Statistics Colloquium: Apratim Dey, PhD Student, Department of Statistics, Stanford University

Compressive Sensing with Stein Shrinkage

Presented by Apratim Dey, PhD Student, Department of Statistics, Stanford University

Wednesday, November 6, 2024, 4:00 PM, AUST 202


Webex Meeting Link
Coffee will be served at 3:30 pm in the Noether Lounge (AUST 326)

Abstract: We live in an era where sensors, radars and satellites all around us are collecting enormous volumes of data, thereby raising fundamental questions on the feasibility of data acquisition, storage and transmission. Do we really need to collect all the data? Compressive sensing, introduced in the early 2000's, posits that the answer is usually no - particularly when the data is inherently k-sparse, one can take many less linear measurements and still enjoy perfect recovery when the number of measurements exceeds a critical threshold.
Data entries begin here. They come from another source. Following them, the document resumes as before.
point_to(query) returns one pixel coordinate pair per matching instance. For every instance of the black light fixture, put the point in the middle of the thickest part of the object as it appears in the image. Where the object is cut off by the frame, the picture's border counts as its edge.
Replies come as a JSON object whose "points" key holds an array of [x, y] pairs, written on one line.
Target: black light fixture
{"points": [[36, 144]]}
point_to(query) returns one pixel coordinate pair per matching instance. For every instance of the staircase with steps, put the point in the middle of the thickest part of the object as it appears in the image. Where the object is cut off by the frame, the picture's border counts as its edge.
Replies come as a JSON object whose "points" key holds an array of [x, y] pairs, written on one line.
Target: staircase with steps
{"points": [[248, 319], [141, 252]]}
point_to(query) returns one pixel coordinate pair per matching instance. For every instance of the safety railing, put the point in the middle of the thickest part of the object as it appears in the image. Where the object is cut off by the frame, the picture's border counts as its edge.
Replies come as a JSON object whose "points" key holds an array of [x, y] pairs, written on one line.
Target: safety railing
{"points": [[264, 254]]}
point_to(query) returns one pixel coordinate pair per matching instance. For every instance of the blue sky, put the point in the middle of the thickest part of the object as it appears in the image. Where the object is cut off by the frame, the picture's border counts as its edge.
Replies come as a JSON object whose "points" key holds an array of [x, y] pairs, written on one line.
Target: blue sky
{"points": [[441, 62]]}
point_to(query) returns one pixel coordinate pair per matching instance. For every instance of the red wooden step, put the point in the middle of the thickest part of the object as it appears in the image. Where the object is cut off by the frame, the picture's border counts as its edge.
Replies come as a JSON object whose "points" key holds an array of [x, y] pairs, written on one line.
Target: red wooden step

A lot of research over two decades has focused on understanding this critical threshold, most of it, however, deriving statements of the form "If n > C k log(n/k) then one achieves perfect recovery" [here n is the number of measurements and k is the number of non-zeros in the signal to be recovered]. Clearly, this leads to several questions: what is C? is this rate necessary? Further, a lot of emphasis has been placed on convex optimization (viz. $\ell_1$ norm minimization, also known as basis pursuit) naturally making one wonder: can we do even better? Can, somehow, n = k (the BEST possible case)?
Later, inspired by ideas from statistical physics, powerful iterative algorithms (by the name AMP) developed that are able to obtain this critical threshold exactly for basis pursuit, and also provide a pathway to precisely understand the performance of potentially non-convex procedures. I shall briefly review these algorithms. Via these algorithms, we know today that with generic measurements, one is usually not able to achieve n too close to k - there is always a gap between sparsity and undersampling.
However, when one measures multiple sparse signals sharing the same sparsity pattern (as is common in important modern technology), it turns out that pleasantly, one can achieve n quite close to k, even with completely unstructured measurements. However, the usual convex optimization does not work; one needs to resort to a non-convex procedure, with the help of AMP. This procedure involves the James-Stein shrinkage, and the reason behind its outstanding performance can be (surprisingly) traced to insights developed in classical statistical decision theory, particularly in the minimax estimation of a Gaussian mean. Thus, the worlds of modern high dimensional signal processing and classical statistical decision theory become one and the same.
Bio: Apratim Dey is a Ph.D. student in the Department of Statistics at Stanford University, advised by David Donoho. He obtained his undergraduate degree in Statistics from the Indian Statistical Institute. His research interests span compressed sensing, high dimensional statistics, precise analysis of high dimensional optimization, and more recently, phenomena in deep learning.